Secrets of Grindea is a great little jaunt through a Zelda-style world with a ton of RPG-style character customization and a lot of self-aware humor. It’s like Children of Mana meets A Link to the Past, and it’s frankly delightful. It’s probably the only Steam Early Access game that I haven’t minded playing before it’s finished, and for me that Early Access tag is often a great big warning sign: “Wait for a while to see if this actually releases before playing”.
One of the comments that came up on the podcast is that SoG is a retro-styled game that isn’t relying exclusively on nostalgia to prop it up. It’s a great description, and I pretty much completely agree with it. It’s the Zelda game that Nintendo will never make, because it’s designed for people who grew up on Zelda but have since moved on to more challenging, more complex games. Secrets of Grindea delivers on that– the bosses are MUCH more complicated and difficult than Zelda bosses, and progression is similarly advanced.
My two biggest complaints with the game are the animation delay when swinging your weapon– it’s a gorgeous animation but it stops you dead, so it’s very difficult to stay mobile as a melee character– and the lack of a reasonable “full respec” option. Ashgar says this has a lot more to do with the fact that we played co-op (did I mention this game has a perfectly reasonable co-op story mode?) and thus had XP coming in a lot faster than money, but this is the sort of thing that needs a rebalance pretty badly. Presumably that’s something that can be done in the Early Access phase. Anyway, I found it easy to get locked into a build that I couldn’t do much about and wasn’t as functional as I would’ve liked. On the other hand, I thought it was awesome being able to fill in party roles in co-op; Kodra was playing a character build that would have been entirely untenable had he been playing solo, but was both functional and awesome in a group.

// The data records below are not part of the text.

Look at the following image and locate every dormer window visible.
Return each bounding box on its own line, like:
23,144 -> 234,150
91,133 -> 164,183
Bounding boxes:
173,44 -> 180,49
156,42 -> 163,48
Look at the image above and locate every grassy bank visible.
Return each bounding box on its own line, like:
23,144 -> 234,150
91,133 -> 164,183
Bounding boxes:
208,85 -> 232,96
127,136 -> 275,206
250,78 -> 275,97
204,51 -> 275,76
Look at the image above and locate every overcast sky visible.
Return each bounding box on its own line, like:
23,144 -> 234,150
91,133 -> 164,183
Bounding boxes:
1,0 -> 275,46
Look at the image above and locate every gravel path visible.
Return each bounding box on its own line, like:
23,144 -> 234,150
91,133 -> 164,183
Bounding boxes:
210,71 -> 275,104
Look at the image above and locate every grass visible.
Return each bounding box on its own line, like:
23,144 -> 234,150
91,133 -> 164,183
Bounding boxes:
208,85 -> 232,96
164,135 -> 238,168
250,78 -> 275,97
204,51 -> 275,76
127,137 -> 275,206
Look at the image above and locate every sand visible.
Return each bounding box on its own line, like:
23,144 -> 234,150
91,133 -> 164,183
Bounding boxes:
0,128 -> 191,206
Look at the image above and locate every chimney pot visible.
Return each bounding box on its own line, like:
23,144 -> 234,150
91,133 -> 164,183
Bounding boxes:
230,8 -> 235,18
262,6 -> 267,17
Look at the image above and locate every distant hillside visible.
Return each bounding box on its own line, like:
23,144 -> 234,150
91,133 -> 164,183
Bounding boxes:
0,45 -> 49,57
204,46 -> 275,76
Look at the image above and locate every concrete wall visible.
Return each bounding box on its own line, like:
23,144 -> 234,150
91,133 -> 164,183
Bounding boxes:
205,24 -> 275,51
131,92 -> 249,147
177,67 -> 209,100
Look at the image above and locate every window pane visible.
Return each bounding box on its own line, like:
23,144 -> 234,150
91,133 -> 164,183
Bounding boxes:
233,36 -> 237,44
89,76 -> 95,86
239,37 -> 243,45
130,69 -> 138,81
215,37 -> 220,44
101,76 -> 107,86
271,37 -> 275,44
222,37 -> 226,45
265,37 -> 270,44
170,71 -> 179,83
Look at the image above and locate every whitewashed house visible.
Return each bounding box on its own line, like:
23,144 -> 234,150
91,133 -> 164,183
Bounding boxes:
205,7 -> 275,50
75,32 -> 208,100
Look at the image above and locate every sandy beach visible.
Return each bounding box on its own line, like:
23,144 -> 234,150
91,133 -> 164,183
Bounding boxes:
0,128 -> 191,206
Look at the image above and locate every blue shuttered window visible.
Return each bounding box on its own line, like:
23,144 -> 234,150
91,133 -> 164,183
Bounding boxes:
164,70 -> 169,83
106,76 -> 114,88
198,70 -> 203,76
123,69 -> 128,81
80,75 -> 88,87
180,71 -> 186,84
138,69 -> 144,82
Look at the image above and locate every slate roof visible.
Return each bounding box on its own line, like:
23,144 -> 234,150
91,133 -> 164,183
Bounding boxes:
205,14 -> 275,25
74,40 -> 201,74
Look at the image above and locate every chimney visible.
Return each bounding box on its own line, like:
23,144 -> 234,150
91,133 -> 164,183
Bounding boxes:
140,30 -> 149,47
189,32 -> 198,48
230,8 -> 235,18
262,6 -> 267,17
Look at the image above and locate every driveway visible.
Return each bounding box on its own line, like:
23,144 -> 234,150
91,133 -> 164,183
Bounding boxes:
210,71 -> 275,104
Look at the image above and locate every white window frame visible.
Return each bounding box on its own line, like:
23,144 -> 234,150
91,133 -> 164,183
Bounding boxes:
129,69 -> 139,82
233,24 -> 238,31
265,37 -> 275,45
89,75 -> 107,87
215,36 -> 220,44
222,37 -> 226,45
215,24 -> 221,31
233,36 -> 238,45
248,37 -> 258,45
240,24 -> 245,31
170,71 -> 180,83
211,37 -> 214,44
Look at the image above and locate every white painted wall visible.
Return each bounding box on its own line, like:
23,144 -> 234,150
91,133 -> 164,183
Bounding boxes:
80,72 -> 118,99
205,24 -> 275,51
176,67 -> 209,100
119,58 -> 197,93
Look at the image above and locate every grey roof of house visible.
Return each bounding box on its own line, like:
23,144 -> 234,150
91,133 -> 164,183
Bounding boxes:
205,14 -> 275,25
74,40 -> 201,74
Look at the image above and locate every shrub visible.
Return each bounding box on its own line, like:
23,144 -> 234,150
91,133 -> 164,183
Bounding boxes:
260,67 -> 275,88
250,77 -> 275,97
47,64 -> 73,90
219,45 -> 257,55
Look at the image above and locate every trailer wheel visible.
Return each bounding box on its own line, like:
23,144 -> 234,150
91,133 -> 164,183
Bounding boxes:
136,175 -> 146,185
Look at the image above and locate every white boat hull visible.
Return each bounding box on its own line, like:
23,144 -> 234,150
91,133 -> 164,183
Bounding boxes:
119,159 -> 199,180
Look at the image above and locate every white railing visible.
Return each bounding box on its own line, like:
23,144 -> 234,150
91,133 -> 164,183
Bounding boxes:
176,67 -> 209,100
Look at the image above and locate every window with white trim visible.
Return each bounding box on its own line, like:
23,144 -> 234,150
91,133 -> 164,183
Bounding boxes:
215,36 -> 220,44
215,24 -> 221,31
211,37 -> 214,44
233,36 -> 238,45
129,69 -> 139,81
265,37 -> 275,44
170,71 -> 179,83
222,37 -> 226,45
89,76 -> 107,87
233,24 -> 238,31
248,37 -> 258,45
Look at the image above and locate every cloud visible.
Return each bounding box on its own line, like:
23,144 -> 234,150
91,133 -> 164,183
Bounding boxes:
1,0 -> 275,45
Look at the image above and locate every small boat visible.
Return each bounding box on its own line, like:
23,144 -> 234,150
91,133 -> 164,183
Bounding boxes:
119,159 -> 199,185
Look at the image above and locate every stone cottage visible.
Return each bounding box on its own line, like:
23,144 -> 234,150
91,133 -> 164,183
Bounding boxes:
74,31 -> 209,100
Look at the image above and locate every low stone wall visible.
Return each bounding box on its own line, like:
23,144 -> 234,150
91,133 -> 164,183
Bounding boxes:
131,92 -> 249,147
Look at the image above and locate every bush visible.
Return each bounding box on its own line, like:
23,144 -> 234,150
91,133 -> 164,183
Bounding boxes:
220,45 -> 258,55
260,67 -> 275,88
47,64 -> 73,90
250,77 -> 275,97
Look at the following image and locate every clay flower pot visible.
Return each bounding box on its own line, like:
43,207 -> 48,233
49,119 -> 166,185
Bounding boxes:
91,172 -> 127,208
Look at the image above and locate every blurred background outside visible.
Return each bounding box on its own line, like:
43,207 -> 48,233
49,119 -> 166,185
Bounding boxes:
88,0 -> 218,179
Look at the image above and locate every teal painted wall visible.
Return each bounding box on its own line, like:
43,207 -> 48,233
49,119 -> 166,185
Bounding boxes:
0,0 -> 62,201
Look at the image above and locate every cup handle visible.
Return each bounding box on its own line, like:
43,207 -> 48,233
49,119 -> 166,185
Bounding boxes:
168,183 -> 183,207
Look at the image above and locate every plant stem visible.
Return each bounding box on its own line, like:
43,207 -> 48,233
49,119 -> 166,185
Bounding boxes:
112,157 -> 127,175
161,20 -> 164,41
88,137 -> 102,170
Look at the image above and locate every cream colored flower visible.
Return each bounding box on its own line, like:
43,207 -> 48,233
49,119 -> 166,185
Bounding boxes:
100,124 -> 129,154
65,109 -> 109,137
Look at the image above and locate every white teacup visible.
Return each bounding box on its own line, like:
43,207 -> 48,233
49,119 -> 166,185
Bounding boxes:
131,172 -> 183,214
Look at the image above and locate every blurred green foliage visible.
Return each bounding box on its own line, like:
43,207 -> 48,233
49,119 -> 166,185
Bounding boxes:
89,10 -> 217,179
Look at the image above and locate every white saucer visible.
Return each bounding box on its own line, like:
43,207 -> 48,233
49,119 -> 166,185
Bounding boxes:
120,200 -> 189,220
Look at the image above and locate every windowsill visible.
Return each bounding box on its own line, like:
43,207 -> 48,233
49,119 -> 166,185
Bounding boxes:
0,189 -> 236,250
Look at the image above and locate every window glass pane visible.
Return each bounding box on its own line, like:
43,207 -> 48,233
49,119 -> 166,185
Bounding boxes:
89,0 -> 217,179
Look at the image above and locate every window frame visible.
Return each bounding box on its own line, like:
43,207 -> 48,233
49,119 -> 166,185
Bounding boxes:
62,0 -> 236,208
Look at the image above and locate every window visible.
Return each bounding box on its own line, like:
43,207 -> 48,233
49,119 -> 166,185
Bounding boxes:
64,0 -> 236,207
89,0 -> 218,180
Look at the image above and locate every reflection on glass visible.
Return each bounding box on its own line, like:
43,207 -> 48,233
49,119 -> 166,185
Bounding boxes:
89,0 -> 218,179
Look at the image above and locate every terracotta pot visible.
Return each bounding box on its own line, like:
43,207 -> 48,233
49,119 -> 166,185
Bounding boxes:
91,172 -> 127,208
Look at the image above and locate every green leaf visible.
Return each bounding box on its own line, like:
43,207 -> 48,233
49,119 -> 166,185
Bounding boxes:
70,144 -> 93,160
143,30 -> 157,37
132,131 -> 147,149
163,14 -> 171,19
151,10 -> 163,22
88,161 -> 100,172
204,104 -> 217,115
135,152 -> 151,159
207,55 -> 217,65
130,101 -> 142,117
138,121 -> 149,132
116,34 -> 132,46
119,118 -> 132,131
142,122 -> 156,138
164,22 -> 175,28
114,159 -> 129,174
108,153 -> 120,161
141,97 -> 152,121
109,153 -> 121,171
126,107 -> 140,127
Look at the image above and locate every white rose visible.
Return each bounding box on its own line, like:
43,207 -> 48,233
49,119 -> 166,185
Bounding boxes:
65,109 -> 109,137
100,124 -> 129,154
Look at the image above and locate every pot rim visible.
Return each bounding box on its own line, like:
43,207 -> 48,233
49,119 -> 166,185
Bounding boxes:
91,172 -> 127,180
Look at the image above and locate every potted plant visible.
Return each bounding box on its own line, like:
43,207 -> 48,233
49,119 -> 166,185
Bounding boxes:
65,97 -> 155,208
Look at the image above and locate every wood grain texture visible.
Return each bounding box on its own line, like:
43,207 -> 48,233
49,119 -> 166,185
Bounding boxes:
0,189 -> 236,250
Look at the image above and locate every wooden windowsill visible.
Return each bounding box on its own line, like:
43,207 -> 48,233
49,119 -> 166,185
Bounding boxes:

The game cheerfully pokes fun at RPG and Zelda tropes without forgetting that both of those types of games are genuinely fun and awesome. A lot of parody games fall into the trap of just blasting away at a particular genre in the guise of “parody” and forget that there’s a reason people like those games in the first place. Secrets of Grindea hits a nice balance of both parody and genuine cheer, and it takes some jokes seen elsewhere and pulls them off extremely well.
The best part about this game, for me, is the co-op multiplayer. This is probably not a shocker to anyone– I’ve talked a lot about how much I like small-group multiplayer co-op, but SoG reminds me that I almost don’t care about the genre; running around a game with my friends experimenting is a lot of fun. One thing I want in Grindea (though it looks like it’ll be added, given some of the NYI progression options) is a stronger “support” playstyle, with some heals and protection. It would really round out the rest of the group, which is mostly super defensive or super offensive, but lacks terribly much in the way of force multipliers. Another thing I think would be interesting to see is some more battlefield control options, slows and binds and knockbacks and whatnot– possibly I just didn’t see them in our playthrough, but they seemed relatively rare.
All in all, though, the game is a lot of fun and I have no problem recommending it, even as an Early Access title. Even the unfinished story was fun enough to be worth the price of the game, and there’re updates coming apparently fairly regularly.